HTTP Archive: Top 100, Top 1000 & compare stats

May 12, 2011 3:29 am | 2 Comments

Right now the HTTP Archive analyzes the world’s top 17,000 web pages gathering information about the site’s construction. It’s interesting data, especially for a performance junkie like me. Subsetting the data for comparisons is a challenge given the numerous ways this long list of URLs could be sliced.

This past week I added two new subsets: Top 100 and Top 1000. So now when you go to the Trends and Stats pages you have the following choices:

  • All – The entire set of ~17K web pages but the exact URLs might vary from run to run due to errors, etc.
  • intersection – The set of URLs for which data was gathered in every run. Right now there are ~15K that have data in every run so far. This is great for apples-to-apples comparisons.
  • Top 100 – The world’s Top 100 based on Alexa.
  • Top 1000 – The world’s Top 1000 based on Alexa.
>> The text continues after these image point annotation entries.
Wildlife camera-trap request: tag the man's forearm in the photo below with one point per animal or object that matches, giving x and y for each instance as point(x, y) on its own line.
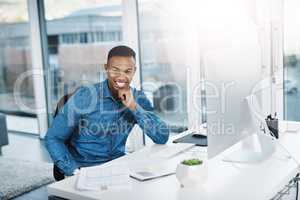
point(152, 125)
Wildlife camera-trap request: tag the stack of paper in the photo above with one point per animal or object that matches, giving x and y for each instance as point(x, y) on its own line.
point(104, 178)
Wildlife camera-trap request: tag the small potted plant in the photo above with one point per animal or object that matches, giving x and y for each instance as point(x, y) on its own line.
point(191, 172)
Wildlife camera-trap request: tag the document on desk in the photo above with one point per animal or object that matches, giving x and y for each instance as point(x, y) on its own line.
point(102, 178)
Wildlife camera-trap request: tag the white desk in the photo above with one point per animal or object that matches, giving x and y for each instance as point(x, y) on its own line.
point(225, 180)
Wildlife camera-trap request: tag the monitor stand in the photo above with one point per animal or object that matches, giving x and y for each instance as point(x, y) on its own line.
point(193, 138)
point(255, 148)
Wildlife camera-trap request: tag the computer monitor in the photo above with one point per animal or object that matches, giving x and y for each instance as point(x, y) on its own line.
point(230, 77)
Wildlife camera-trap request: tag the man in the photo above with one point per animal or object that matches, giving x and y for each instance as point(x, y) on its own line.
point(97, 119)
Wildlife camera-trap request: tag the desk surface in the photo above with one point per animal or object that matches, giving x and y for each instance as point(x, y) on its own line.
point(225, 180)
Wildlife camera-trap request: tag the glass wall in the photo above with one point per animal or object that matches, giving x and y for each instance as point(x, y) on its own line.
point(164, 60)
point(291, 39)
point(15, 60)
point(79, 34)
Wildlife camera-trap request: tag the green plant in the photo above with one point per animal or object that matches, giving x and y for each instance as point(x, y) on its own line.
point(192, 162)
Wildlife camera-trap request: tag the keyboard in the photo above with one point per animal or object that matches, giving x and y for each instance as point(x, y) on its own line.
point(172, 150)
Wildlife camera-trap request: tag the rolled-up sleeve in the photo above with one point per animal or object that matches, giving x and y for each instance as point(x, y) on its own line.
point(150, 123)
point(62, 128)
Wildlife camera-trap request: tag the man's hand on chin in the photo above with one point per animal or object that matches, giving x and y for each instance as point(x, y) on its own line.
point(127, 98)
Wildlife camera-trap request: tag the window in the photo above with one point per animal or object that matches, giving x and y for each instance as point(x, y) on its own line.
point(163, 61)
point(15, 60)
point(291, 39)
point(74, 58)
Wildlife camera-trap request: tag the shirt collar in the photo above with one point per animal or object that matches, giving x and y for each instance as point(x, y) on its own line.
point(104, 90)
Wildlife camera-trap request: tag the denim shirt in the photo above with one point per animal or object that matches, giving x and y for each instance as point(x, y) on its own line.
point(92, 127)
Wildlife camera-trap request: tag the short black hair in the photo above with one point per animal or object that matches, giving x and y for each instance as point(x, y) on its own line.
point(121, 51)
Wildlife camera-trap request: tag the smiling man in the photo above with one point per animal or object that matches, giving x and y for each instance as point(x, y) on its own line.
point(93, 126)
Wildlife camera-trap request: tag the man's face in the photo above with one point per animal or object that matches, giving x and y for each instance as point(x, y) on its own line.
point(120, 71)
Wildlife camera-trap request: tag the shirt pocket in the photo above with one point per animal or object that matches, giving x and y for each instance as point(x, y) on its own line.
point(96, 125)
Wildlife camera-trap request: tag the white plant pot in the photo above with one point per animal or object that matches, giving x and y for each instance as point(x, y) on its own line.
point(191, 176)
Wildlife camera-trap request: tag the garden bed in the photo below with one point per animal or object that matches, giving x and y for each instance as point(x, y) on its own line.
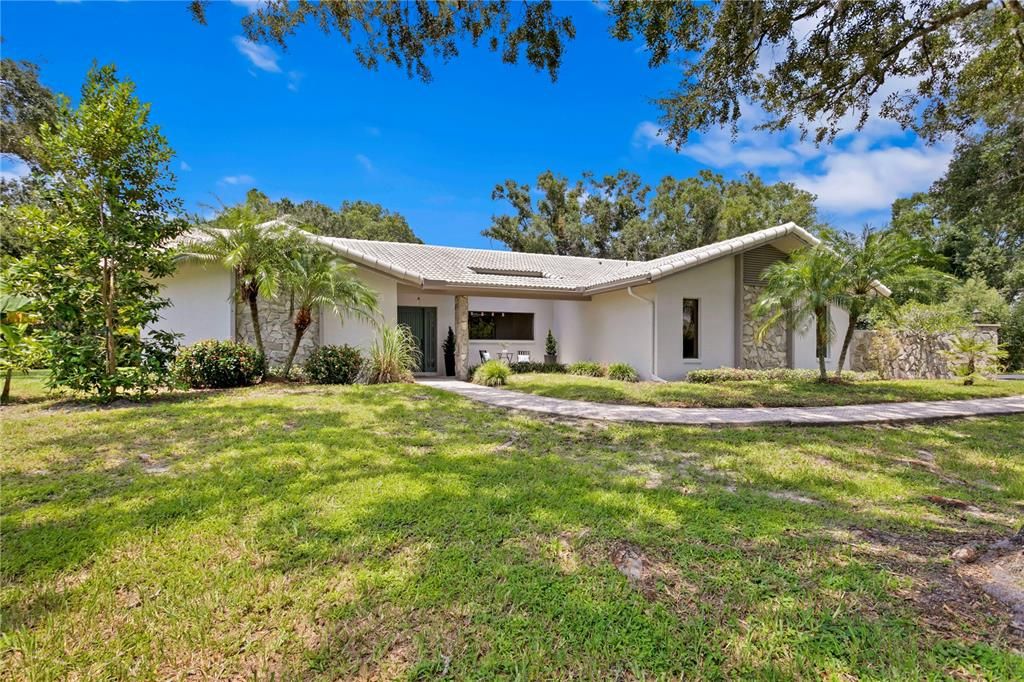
point(765, 393)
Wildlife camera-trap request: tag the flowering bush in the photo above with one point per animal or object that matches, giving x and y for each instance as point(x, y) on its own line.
point(623, 372)
point(219, 365)
point(334, 365)
point(587, 369)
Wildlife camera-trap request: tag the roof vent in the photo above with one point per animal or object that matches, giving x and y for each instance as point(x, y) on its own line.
point(507, 271)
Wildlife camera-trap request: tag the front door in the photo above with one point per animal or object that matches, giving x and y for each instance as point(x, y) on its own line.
point(423, 323)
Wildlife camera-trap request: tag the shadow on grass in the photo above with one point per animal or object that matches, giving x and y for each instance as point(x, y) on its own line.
point(451, 510)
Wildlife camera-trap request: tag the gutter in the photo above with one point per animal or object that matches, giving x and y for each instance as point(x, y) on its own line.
point(653, 332)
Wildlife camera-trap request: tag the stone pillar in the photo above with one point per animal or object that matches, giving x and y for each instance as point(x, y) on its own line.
point(462, 338)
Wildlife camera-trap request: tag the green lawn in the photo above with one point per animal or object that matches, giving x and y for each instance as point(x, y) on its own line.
point(755, 393)
point(393, 531)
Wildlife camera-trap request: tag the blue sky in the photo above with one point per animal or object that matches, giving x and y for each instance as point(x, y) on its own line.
point(310, 123)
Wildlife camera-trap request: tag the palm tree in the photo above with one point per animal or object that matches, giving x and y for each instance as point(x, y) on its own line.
point(315, 278)
point(872, 257)
point(803, 288)
point(254, 248)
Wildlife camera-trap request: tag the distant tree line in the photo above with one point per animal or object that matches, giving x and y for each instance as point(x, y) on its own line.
point(620, 216)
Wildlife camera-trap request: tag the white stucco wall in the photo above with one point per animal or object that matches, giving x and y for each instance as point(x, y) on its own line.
point(619, 329)
point(804, 353)
point(542, 309)
point(202, 305)
point(714, 287)
point(353, 331)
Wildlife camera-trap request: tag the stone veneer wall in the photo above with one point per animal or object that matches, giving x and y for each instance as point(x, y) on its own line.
point(772, 350)
point(907, 354)
point(275, 324)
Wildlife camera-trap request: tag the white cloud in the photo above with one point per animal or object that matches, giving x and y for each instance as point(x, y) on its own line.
point(12, 168)
point(855, 180)
point(261, 56)
point(238, 179)
point(366, 163)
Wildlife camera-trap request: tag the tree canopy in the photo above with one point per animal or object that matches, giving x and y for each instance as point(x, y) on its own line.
point(353, 219)
point(619, 216)
point(25, 105)
point(933, 66)
point(404, 34)
point(974, 215)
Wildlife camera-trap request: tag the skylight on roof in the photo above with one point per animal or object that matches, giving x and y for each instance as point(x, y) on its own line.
point(508, 271)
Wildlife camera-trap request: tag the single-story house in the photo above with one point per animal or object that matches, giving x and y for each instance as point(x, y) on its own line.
point(664, 316)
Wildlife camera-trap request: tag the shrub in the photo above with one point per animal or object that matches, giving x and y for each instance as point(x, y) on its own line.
point(586, 369)
point(623, 372)
point(550, 345)
point(393, 356)
point(537, 368)
point(219, 365)
point(334, 365)
point(492, 373)
point(725, 374)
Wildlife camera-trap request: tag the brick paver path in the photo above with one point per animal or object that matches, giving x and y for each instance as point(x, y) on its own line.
point(853, 414)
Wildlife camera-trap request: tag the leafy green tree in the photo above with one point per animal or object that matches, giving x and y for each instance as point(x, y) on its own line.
point(800, 289)
point(254, 247)
point(981, 202)
point(554, 225)
point(888, 257)
point(15, 342)
point(25, 105)
point(942, 65)
point(404, 34)
point(100, 229)
point(612, 216)
point(317, 278)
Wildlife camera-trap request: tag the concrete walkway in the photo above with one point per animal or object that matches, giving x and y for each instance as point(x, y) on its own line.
point(854, 414)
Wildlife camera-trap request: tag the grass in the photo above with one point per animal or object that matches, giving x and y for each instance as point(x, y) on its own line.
point(392, 531)
point(755, 393)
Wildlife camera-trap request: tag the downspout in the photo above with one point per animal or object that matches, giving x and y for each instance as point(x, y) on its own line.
point(653, 333)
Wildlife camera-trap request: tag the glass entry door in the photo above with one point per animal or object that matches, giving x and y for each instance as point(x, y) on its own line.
point(423, 323)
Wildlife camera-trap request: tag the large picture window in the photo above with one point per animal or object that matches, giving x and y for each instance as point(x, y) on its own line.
point(501, 326)
point(691, 328)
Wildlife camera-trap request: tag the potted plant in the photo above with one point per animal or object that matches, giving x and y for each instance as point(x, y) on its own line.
point(550, 349)
point(448, 348)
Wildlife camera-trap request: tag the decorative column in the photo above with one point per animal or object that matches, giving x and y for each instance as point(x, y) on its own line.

There are some amazing differences between these sets of sites. To make it easier to explore these differences I added the Compare Stats page. You can pick two different runs and sets of URLs and see their stats charts side-by-side. I’m amazed at some of the differences between the Top 100 and Top 1000 for stats from the April 30 2011 run:

  • total bytes downloaded: 401 kB vs 674 kB (Top 100 vs Top 1000)
  • use of jQuery: 27% vs 43%
  • use of Google Analytics: 25% vs 52%
  • pages using Flash: 35% vs 49%
  • resources with no caching headers: 26% vs 41%

Top 100 Bytes Downloaded

Top 1000 Bytes Downloaded

One takeaway is that stats that are critical for good performance (bytes downloaded, caching) worsen when we expand from the Top 100 to the Top 1000. What happens if we look further down the tail at “All”? I encourage you to check it out yourself and see how your site compares.

2 Responses to HTTP Archive: Top 100, Top 1000 & compare stats

  1. Ive noticed there is a stronger correlation of page load time to size transferred than connections made. How does this affect your stance in High Performance Websites to connections being the highest contributing factor to page load time?

  2. @Anthony: They’re both important. Make sure to checkout the stats correlating various signals to load time and render time. Feel free to post another comment with a link to your data analysis.